Mountain in Scotland

Am Bodach is a Scottish mountain which lies in the Mamores range, four kilometres north of Kinlochleven in the Highland council area.

== Overview ==
Am Bodach is a Munro which reaches a height of 1032 metres (3386 feet) making it the 100th highest mountain in that classification, it is situated on the main ridge of the Mamores in a central position and is the most accessible of the group. The closest approach to the mountain is from Kinlochleven to the south, however the mountain is often approached along its north eastern or eastern ridges as part of the highly rated “Ring of Steall” ridge walk which starts and finishes in Glen Nevis and climbs the other Munros of An Gearanach, Stob Coire a' Chàirn and Sgurr a' Mhàim.
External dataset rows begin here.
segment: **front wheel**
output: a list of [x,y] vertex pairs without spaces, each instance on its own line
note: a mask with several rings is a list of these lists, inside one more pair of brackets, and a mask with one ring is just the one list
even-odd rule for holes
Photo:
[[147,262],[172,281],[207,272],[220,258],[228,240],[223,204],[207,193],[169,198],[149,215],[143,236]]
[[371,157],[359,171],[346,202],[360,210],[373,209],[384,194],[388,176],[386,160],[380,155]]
Am Bodach translates from the Gaelic as “The Old Man”, this name was often given to a conspicuous hill overlooking a community and it was probably named by settlers at the head of Loch Leven which the mountain overlooks. The mountain should not be confused with another Am Bodach at the eastern end of the Aonach Eagach ridge in Glen Coe.

== Geography ==
Am Bodach is a fine looking mountain with a sharp peak formed by its three steep and rocky faces, the eastern face above the Coire na Ba is especially precipitous and craggy and holds patches of snow well into summer. Am Bodach has three ridges radiating from its summit, the western one connects to the former Munro of Sgurr an Iubhair (downgraded to a "Top" in the 1997 revisions) while the north eastern ridge, which is steep and rocky, connects to the Munro of Stob Coire a' Chàirn, it is along these two ridges that walkers undertaking the Ring of Steall walk will arrive and leave the mountain. A third ridge goes southerly over the minor top of Sgurr an Fhurain before descending steeply to Kinlochleven.

== Ascents ==
The ascent of Am Bodach starts at sea level at Kinlochleven; various routes, including the path initially followed by the West Highland Way from the western end of the village, can be followed to reach the old military road to Fort William built by General Caulfield, which the West Highland Way then follows; all routes from the south involve initially reaching this track. The easiest route is to leave the track 500 metres further west of where the West Highland Way joins it and follow a stalker's path up Coire na h-Eirghe to the main Mamores ridge, turning east along the ridge to ascend to the summit; the most direct approach via Sgùrr an Fhuarain is very steep in places. It can also be approached via a stalker's path up Coire na Bà which reaches the main Mamores ridge east of Stob Coire a' Chàirn; this summit is then traversed, joining the Ring of Steall, before continuing south westwards to reach the north east ridge of Am Bodach. The view from the summit takes in Ben Nevis to the north and Loch Leven and the mountains surrounding Glen Coe to the south, with Bidean nam Bian looking especially fine.